The best start for any player is to jump straight into career mode, where you will be met by a handful of voice-acted characters to be guided through the park management process. Although the tutorial is quite straightforward, there are some details that would be difficult to find by jumping straight into challenge mode. The characters are very informative in this first step, however, the highlight is the previously mentioned voice acting. The personalities of your teachers shine through in this mode and are even humorous at times. Overall, the tutorial is a short but pleasant experience and as you move through the career mode your management gurus pop up to discuss your progress.

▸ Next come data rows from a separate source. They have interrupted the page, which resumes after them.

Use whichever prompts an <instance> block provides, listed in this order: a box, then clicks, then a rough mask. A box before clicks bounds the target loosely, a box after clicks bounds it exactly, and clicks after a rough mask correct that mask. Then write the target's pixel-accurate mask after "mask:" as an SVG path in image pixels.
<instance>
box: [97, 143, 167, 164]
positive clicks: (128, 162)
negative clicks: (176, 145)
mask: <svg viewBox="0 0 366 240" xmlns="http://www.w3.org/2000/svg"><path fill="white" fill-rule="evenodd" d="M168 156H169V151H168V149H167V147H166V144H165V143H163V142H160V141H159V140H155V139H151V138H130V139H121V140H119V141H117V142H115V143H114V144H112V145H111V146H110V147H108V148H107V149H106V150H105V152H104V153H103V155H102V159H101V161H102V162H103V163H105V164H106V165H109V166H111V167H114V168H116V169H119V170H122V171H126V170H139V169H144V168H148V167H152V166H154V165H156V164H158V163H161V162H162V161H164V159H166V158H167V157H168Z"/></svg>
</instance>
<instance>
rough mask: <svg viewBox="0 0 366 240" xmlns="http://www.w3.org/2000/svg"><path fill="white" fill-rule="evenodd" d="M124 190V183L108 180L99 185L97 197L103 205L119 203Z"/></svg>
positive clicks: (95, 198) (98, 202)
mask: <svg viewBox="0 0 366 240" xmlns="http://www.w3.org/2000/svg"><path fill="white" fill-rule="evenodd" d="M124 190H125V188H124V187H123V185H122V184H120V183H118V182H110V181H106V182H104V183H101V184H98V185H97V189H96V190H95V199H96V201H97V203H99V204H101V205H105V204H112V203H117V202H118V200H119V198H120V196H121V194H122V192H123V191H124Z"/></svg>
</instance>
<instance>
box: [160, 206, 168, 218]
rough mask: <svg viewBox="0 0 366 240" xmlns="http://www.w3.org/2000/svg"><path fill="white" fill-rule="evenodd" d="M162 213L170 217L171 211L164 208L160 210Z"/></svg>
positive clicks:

The goal of Career mode aside from learning to play the game in various scenarios is also to build your in-game rank. As you progress through each park’s 3 tiered goals you will increase your ranking, unlocking different scenarios and parks to test your skills. The increased difficulty will lead you to putting more time into each park and although this can seem tedious the satisfaction of profit is a worthy trophy.

It also goes without saying that through staff management and training the park can eventually manage itself. This may lack the flare that some games have in victory, but as a father, I can honestly say there’s nothing quite as satisfying as seeing someone learn to hold their own.

The customization Planet Coaster has in both terrain, park layout and even rides is a truly satisfying experience. Although there are some restrictions to some of the crazier ideas I had in the coaster blueprints, there isn’t much you can’t do.

As I moved through the ranks and built the parks into self-managed marvels, I was feeling very therapeutic. After 40 minutes of building, planning, testing and managing, the staff would act in sync and the park would run like clockwork.

The park management system allows you to see your parks statistics, showcasing profit and staff/visitors’ opinions. This simple but useful system allows you to plan, direct and edit any behind the scenes stats, giving you full control of your creation.

Planet Coaster was a wonderful experience that showcased how a business-focused game can be visually appealing and satisfying. This game is a £50 investment without PSN and I can’t say that I would pay that for what it is, which in my opinion is a therapeutic business sim (although it’s cheaper than actual therapy).

However, whether you’re a PSN subscriber or not, I would recommend this to anyone who enjoys a relaxed experience watching their creations grow.